Why does aqueous Fe (III) ion develop intense red colour when it reacts with \[SC{N^ - }\] ion while Fe (II) ion does not?
A.Fe (III) ion forms a charge transfer complex with \[SC{N^ - }\] ions
B.Fe (III) is reduced to Fe (I) which is deep red in colour
C. \[SN{C^ - }\] is oxidised to \[C{N^ - }\] which forms red coloured complex with Fe (III) ion
D. \[SC{N^ - }\] does not form any complex with Fe (III) ion

Answer 1

Hint: To solve this question we need to first understand the type of product that the reaction of Fe (III) ion and a thiocyanate ion would form. Then we relate the properties of the product formed to the properties that generally cause chromaticity in compounds, to get our answer.

Complete Step-by-Step Answer:
Before we move forward with the solution of the given question, let us first understand some important basic concepts.
When we react this Fe (III) ion heavily with the thiocyanate ions, the chemical reaction observed is as follows:
\[F{e^{3 + }} + 6SC{N^ - } \to {[Fe{(SCN)_6}]^{3 - }}\]
The product formed is a complex ion which has iron as the central atom and has the thiocyanate ions acting as the ligands. This complex has an octahedral geometrical structure. This molecule can also be explained as a charge transfer complex. A charge transfer complex is formed when there is an electron – donor – acceptor complex between two or more molecules. In this particular situation, the Fe (III) ion is the electron acceptor and the thiocyanate ions are the electron donors. The unpaired electrons in the thiocyanate ions cause the formation of a charge transfer complex.
The colour of coordination complexes arises from electronic transitions between levels who’s spacing corresponds to the wavelengths available in the visible light. In complexes, these transitions are frequently referred to as \[d - d\] transitions because they involve the orbitals that are mainly d in character. Because of this, the charge transfer complex between iron and thiocyanate ions exhibits a dark red colour.
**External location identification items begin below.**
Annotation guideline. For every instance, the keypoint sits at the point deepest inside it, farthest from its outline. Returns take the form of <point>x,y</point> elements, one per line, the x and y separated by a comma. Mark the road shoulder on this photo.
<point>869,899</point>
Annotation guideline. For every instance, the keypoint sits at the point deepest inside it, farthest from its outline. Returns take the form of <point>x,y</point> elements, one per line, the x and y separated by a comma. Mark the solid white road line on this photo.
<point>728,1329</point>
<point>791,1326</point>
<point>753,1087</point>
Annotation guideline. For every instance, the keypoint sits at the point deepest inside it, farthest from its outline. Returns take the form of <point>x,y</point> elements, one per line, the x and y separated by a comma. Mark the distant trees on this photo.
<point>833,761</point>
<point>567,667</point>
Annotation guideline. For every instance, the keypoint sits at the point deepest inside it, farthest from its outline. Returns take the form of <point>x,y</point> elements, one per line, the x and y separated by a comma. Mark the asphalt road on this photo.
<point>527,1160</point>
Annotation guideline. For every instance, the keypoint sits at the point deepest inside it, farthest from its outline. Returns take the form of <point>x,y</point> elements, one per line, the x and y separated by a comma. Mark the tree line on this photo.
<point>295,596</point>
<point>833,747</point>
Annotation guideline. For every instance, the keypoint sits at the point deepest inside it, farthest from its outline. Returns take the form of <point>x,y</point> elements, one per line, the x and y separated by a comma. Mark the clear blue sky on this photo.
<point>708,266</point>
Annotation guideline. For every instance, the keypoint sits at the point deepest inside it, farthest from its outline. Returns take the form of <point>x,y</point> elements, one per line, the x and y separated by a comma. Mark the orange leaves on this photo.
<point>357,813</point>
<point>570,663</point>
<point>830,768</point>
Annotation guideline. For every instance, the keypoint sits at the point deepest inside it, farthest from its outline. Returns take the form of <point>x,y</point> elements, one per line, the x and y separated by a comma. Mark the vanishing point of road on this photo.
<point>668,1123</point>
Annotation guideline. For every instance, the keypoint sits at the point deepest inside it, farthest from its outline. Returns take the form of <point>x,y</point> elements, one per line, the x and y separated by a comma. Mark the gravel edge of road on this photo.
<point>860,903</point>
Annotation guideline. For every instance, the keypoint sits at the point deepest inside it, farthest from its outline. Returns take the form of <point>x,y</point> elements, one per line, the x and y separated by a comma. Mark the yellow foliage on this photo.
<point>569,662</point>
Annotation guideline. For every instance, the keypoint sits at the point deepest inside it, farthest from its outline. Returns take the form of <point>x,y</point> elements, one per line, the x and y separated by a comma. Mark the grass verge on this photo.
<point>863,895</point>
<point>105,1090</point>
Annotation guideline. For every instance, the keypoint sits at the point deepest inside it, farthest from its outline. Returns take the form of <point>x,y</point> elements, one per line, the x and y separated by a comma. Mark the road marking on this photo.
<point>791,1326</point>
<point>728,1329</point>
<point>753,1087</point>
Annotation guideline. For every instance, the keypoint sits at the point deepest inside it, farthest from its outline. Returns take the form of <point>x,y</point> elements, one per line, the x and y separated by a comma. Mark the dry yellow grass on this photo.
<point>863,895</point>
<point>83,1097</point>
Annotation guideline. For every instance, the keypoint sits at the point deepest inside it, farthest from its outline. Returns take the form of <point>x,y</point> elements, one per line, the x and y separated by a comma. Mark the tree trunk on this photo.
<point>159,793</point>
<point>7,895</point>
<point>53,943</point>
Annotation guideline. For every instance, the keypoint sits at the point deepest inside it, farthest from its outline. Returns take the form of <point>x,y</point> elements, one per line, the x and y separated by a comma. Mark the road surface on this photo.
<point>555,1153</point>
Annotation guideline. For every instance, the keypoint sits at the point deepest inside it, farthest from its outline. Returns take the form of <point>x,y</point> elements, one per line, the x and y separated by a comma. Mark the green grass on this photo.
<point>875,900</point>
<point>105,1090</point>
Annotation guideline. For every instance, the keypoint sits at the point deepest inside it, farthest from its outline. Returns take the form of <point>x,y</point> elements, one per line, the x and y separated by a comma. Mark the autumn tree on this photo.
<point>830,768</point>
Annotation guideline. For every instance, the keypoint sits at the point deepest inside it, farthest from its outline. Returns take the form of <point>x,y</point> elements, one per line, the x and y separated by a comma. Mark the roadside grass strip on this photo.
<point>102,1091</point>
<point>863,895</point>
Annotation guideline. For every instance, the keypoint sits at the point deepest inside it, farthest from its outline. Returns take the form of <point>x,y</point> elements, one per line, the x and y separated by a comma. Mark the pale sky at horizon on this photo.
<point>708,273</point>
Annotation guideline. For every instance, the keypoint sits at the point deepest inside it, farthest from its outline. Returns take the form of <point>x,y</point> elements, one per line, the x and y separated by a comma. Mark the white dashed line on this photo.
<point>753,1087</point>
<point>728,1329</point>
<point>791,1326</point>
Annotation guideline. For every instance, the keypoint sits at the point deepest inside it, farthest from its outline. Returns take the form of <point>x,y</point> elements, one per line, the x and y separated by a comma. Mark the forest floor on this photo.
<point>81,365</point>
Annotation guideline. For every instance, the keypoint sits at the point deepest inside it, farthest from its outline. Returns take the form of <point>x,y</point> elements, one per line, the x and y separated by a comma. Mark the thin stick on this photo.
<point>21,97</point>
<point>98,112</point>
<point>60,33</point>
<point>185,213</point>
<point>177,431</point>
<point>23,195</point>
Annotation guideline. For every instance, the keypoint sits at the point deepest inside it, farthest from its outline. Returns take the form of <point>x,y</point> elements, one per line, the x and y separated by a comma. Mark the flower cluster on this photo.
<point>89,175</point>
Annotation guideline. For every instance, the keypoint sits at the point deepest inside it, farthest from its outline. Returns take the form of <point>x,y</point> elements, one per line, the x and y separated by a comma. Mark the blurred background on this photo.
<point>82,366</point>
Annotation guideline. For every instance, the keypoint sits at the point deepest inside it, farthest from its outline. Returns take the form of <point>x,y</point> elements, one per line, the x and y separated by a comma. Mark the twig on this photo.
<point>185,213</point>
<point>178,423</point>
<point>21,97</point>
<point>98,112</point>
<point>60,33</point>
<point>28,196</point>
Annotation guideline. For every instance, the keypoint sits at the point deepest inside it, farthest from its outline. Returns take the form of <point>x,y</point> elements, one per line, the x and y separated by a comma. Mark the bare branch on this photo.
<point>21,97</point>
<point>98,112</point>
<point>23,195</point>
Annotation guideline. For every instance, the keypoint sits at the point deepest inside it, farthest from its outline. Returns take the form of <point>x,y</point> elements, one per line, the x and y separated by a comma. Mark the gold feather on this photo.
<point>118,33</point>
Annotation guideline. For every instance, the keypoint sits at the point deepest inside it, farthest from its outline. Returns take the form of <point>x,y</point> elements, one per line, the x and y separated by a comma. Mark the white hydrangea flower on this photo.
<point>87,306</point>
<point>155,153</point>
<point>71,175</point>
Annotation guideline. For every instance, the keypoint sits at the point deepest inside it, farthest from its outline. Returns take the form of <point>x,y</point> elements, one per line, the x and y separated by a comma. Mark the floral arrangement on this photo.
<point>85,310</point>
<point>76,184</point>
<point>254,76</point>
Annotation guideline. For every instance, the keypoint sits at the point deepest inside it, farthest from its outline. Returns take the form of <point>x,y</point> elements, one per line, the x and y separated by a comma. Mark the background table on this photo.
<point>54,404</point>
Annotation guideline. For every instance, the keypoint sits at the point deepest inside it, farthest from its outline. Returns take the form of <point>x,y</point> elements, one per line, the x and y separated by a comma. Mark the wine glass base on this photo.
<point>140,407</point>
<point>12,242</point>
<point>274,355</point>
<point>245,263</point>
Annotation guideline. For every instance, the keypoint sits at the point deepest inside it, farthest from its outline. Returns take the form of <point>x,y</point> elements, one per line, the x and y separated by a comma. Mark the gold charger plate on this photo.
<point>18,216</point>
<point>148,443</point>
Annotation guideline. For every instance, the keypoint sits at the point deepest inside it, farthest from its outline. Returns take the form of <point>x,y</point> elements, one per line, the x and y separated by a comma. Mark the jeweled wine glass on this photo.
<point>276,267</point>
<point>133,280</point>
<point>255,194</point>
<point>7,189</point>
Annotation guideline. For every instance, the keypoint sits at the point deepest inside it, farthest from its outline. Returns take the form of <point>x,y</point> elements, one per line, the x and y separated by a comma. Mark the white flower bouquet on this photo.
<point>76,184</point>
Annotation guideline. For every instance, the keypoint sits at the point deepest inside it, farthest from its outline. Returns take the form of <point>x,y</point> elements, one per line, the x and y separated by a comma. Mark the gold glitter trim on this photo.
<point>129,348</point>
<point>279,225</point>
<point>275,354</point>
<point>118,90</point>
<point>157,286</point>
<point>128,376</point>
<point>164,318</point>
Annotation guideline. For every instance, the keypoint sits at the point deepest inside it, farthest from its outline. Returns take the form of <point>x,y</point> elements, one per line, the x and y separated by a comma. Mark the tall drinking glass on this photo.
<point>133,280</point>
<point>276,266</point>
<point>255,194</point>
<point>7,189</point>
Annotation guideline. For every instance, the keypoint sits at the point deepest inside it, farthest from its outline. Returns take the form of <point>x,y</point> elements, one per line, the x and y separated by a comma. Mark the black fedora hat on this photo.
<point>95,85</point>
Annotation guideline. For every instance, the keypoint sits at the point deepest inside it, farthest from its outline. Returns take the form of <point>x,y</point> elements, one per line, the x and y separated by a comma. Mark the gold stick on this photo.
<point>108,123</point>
Hence, Option A is the correct option

Note: The atomic number of irons is 26, hence the electronic configuration of iron can be given as \[1{s^2}2{s^2}2{p^6}3{s^2}3{p^6}4{s^2}3{d^6}\]. Hence, we can see that Fe has 2 electrons in its valence shell. In the case of Fe (III) ion, three out of those eight electrons are lost from the 4s and 3d orbitals.